# Set Notation

Here we will learn about set notation, including intersection, union and compliments.

There are also Venn diagram worksheets based on Edexcel, AQA and OCR exam questions, along with further guidance on where to go next if you’re still stuck.

## What is set notation?

Set notation is mathematical notation that is used in set theory and probability.

A set can be a list of items known as elements.

A subset would be a selection of these elements. The elements of a set could be a set of integers, shapes, people etc.

When we list elements within a set, we use these curly brackets \{ \ \} and separate each element in the list with commas.

The universal set, \xi , is the list of every element that there is available to choose from.
( \xi is the Greek letter epsilon.)

For example,

Universal set, \xi , of integers from 1 to 12 is written as
\xi = \{1, 2, 3, 4, 5, 6, 7, 8, 9, 10, 11, 12 \}. This set contains 12 elements.

If we wrote a subset of this set, for example A = \{ prime numbers \}, we would have the set A = \{2, 3, 5, 7, 11\} . This set contains 5 elements. We use capital letters to define a subset.

The complement of a set is denoted to an apostrophe . It would be the remaining elements in the universal set that are not part of that set.

The complement of A = \{ prime numbers \} from 1 to 12 would be the following set,
A' = \{1, 4, 6, 8, 9, 10, 12\}. We can also say not set A .

We also have the empty set (or null set), \phi , which contains no elements.

For example, from the universal set \xi = \{1, 2, 3, 4, 5, 6, 7, 8, 9, 10, 11, 12\}, the set
B = \{ numbers greater than 12\} = \phi , because there are no numbers greater than 12 in the universal set.

There are other symbols that are used to describe set relationships.

If \xi = \{1, 2, 3, 4, 5, 6, 7, 8, 9, 10, 11, 12\}

The union, \cup , of the set of even numbers E = \{2, 4, 6, 8, 10, 12\} and multiples of 5, F = \{5, 10\} is the set E \cup F = \{2, 4, 5, 6, 8, 10, 12\} . Note that 10 appeared in both sets but we did not write it twice in the union.

The intersection, \cap , of the set of odd numbers O = \{1, 3, 5, 7, 9, 11\} and the set of prime numbers P = \{2, 3, 5, 7, 11\} is the set O \cap P = \{3, 5, 7, 11\} . To find the intersection of two or more sets, we find the elements that are contained within both / all of the sets only.

The cardinality of a set, n(A) , is the number of elements in a set.

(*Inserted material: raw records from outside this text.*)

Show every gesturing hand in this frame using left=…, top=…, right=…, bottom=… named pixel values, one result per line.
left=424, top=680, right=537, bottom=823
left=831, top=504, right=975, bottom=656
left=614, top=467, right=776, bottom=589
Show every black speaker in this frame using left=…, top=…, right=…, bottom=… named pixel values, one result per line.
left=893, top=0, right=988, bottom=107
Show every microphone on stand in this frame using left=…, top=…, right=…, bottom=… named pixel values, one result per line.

If A = \{2, 3, 5, 7, 11\}, n(A)=5.

### What is set notation? ## How to use set notation

In order to use set notation:

1. Define the elements in subsets of the universal set.
2. Decide what set notation is being used.
3. Write the required elements or values.

### How to use set notation ## Related lessons on Venn diagram

Set notation is part of our series of lessons to support revision on how to calculate probability. You may find it helpful to start with the main Venn diagram lesson for a summary of what to expect, or use the step by step guides below for further detail on individual topics. Other lessons in this series include:

## Set notation examples

### Example 1: finding elements from listed sets

\xi = \{1, 2, 3, 4, 5, 6, 7, 8, 9, 10, 11, 12, 13, 14, 15\}

A = \{ multiples of 3\}

B = \{ factors of 12\}

Write down the elements in the set A \cup B .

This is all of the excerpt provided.